Built on top of blockchain (the same technology that underpins bitcoin), Civil promises to use the technology to build decentralized marketplaces for readers and journalists to work together to fund coverage of topics that interest them, or for those in the public interest. Readers will support reporters using “CVL” tokens, Civil’s cryptocurrency, giving them a speculative stake in the currency that will — hopefully — increase in value as more people buy in over time. This, Civil, hopes will encourage more people to invest in the marketplaces, creating a self-sustaining system that will help fund more reporting. (Ex-Politico execs Tom McGeveran, Josh Benson, and Katherine Lehr at Old Town Media are advising the effort; we covered their company in September.)

The overall idea is not that easy to understand, particularly for those who aren’t tech-inclined (and perhaps even for those who are). But Bustillos, head of Popula (also the name of a dot-com she cofounded nearly 20 years ago), said that Civil’s core and more understandable appeal is that it uses the decentralized blockchain to “create an indelible, incorruptible record outside the reach of third parties,” she said. “As journalists, it’s pretty obvious why that would be valuable to us.

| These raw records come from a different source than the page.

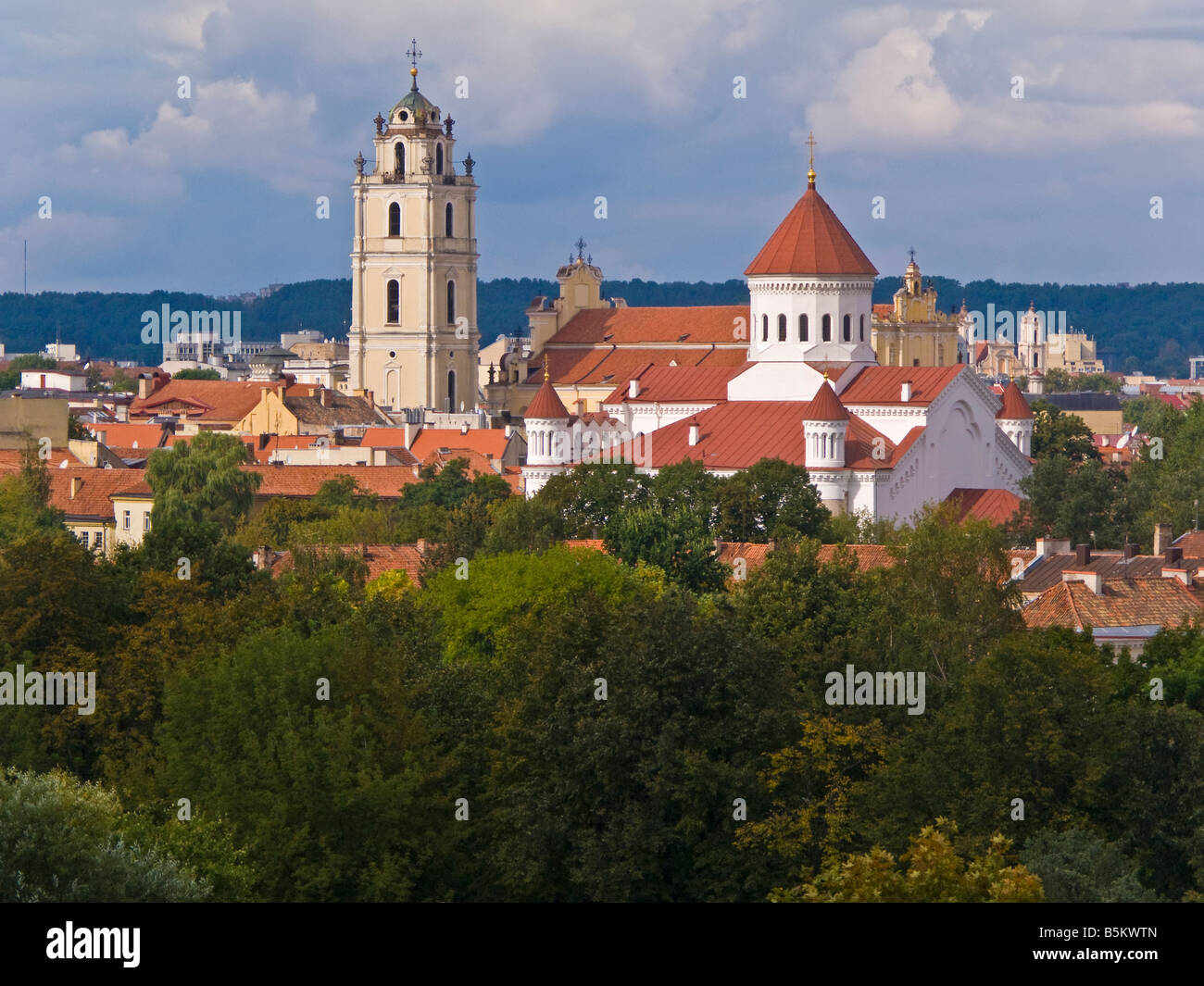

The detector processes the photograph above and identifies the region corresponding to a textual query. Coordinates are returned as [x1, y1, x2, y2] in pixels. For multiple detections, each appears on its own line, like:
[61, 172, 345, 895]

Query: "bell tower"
[349, 41, 479, 412]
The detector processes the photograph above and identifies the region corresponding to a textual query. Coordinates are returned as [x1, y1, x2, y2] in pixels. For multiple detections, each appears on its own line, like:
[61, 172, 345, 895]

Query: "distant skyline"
[0, 0, 1204, 294]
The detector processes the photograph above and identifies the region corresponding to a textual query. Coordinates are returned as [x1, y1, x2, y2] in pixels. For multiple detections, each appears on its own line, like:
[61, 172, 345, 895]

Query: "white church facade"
[524, 156, 1033, 520]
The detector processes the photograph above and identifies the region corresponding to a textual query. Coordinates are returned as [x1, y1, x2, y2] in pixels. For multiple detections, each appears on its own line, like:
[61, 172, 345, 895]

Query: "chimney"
[1153, 524, 1174, 555]
[1062, 569, 1104, 596]
[1162, 568, 1192, 589]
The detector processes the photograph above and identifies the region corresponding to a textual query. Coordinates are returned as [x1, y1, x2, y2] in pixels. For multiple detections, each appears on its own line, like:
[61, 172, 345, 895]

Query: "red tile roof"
[548, 305, 749, 349]
[49, 468, 151, 521]
[806, 378, 849, 421]
[130, 381, 274, 422]
[1021, 578, 1204, 630]
[411, 428, 509, 458]
[995, 381, 1033, 421]
[603, 361, 750, 405]
[840, 364, 972, 407]
[527, 345, 747, 386]
[522, 381, 569, 419]
[271, 544, 425, 585]
[946, 486, 1021, 524]
[744, 185, 878, 277]
[240, 466, 419, 500]
[615, 401, 905, 469]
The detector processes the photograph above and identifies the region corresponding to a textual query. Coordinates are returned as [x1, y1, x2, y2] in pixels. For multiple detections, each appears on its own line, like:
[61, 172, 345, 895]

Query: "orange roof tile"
[1021, 578, 1204, 630]
[806, 378, 849, 421]
[946, 486, 1021, 524]
[411, 428, 509, 458]
[995, 381, 1033, 421]
[238, 466, 419, 500]
[840, 364, 972, 407]
[744, 185, 878, 277]
[603, 361, 751, 405]
[548, 305, 749, 349]
[522, 381, 569, 420]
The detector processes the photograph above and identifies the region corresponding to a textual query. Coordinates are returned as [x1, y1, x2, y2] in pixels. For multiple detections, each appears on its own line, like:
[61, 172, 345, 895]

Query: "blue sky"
[0, 0, 1204, 293]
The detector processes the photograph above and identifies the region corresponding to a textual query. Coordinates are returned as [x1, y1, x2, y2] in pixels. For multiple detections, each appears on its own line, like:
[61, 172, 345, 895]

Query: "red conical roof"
[744, 184, 878, 277]
[522, 381, 569, 419]
[995, 381, 1033, 420]
[803, 378, 849, 421]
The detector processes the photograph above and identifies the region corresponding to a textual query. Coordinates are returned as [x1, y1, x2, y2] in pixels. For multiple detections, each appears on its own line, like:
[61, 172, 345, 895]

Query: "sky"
[0, 0, 1204, 295]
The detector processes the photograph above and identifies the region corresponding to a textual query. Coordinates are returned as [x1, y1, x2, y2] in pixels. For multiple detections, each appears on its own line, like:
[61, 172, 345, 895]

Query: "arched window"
[384, 281, 401, 325]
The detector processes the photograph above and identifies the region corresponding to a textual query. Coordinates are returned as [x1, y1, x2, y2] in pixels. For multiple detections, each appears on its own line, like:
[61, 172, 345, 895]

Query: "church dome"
[744, 172, 878, 277]
[389, 69, 440, 124]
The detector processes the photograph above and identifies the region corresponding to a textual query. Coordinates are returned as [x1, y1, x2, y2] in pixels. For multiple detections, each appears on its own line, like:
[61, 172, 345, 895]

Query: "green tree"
[0, 770, 209, 903]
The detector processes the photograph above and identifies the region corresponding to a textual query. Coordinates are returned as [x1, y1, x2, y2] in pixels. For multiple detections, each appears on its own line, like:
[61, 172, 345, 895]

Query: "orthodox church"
[518, 153, 1033, 520]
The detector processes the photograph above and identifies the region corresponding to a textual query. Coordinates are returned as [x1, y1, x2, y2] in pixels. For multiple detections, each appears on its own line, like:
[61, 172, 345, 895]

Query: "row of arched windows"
[393, 141, 443, 178]
[384, 281, 455, 325]
[389, 202, 455, 236]
[761, 316, 866, 342]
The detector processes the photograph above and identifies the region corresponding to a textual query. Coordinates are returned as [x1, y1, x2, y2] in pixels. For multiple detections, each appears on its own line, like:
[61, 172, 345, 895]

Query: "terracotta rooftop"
[271, 544, 426, 585]
[49, 468, 151, 521]
[240, 466, 419, 500]
[807, 380, 849, 421]
[1021, 578, 1204, 630]
[995, 381, 1033, 420]
[522, 381, 569, 420]
[411, 428, 509, 458]
[615, 401, 905, 469]
[744, 185, 878, 277]
[840, 364, 972, 407]
[946, 486, 1021, 525]
[527, 345, 747, 386]
[603, 361, 750, 405]
[548, 305, 749, 349]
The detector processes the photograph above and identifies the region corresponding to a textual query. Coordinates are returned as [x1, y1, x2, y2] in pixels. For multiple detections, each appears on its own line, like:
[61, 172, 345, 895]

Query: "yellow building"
[346, 48, 478, 412]
[871, 252, 960, 366]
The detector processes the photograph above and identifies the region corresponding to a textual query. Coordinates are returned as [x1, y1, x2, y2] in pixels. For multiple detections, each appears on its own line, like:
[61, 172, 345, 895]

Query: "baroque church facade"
[503, 159, 1033, 520]
[348, 47, 479, 414]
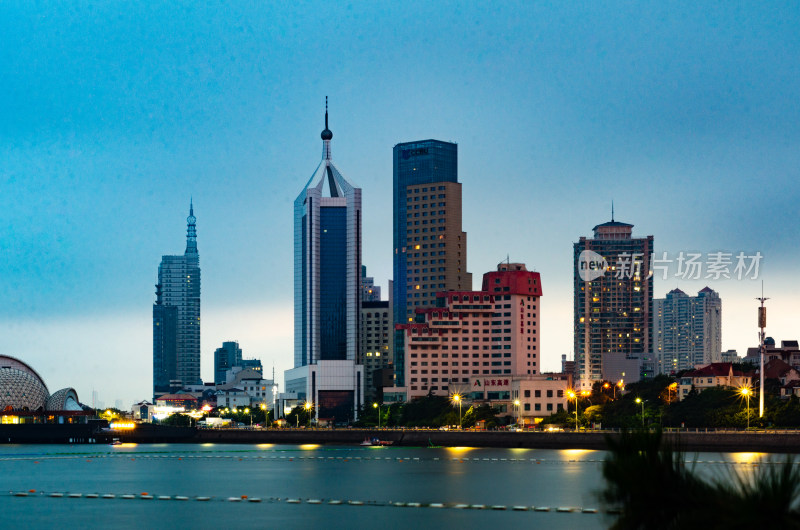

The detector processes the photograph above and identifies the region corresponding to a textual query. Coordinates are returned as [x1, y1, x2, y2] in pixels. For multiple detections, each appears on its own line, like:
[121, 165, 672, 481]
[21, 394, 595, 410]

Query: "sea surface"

The whole idea of being an incorruptible record is what journalism is all about.”

Bustillos said that decentralized backups have felt particularly vital in 2016. Gawker’s archives, for example, are still in limbo, and Donald Trump and others have aimed vitriol at reporters and news organizations as a whole. Civil’s technology essentially enables every site to store its archives in the blockchain itself, making them nearly immune to deletion. “It’s basically a Wayback Machine, but just for Popula,” said Bustillos. “That thing is not able to be shut off unless someone shuts off the Internet itself. That alone makes this worth it for me.”

Civil is also pitching its technology as a way for journalists around the world to fight censorship. Because all changes made to the blockchain are public, it’s impossible for third parties — governmental or otherwise — to change or alter the information on it without notice. “No one will be able to remove the record or prevent her organization from publishing what it wants to publish,” said Matthew Iles, Civil’s founder, referring to Popula. He also pointed to the other key parts of Civil’s value proposition, which include direct connections with readers, ease of access to financing, and a reduced reliance on third-party tech companies.

Civil isn’t stopping its outreach efforts with Popula. Much of the company’s funding will go to building what it’s calling its “First Fleet,” a group of journalists it hopes to attract to run their own Civil-based publications. Civil says it’s already in the process of developing a few such publications, all of which will focus on local investigative and policy reporting. The Windy City Reporter will cover Chicago (“a daily alternative to the Chicago Tribune and Sun-Times”), while another, broader effort, Drugged Up, will cover the opioid crisis and the pharmaceutical industry. Iles said that Civil aims to use a blend of cash and CVL tokens to boost 30 newsrooms and 200 reporters in time for its launch in early 2018. (Interested reporters can apply here.)

While Civil does seem like a serious effort to build a sustainable new model for funding journalism, the effort will have to deal with the baggage it’s inherited from the ongoing turmoil and distrust facing bitcoin and cryptocurrencies as a whole. Iles also admitted that it’s not always easy to explain to the uninitiated what the company is, or how its underlying technology works. The blockchain is still a new concept, and the companies building on top of it haven’t collectively figured out a single vocabulary to describe all of the moving parts involved in making their ideas work.

Bustillos is, however, optimistic. While cryptocurrencies “have gotten a bad rap because of the early scandals,” she said, “it’s important for people to understand that the technology is not just about money. Cash is used for crimes, too, but that doesn’t mean that people are going to stop using it. The blockchain is value-neutral. It can be used for good or ill, like anything else.”

POSTED     Oct. 25, 2017, 12:22 p.m.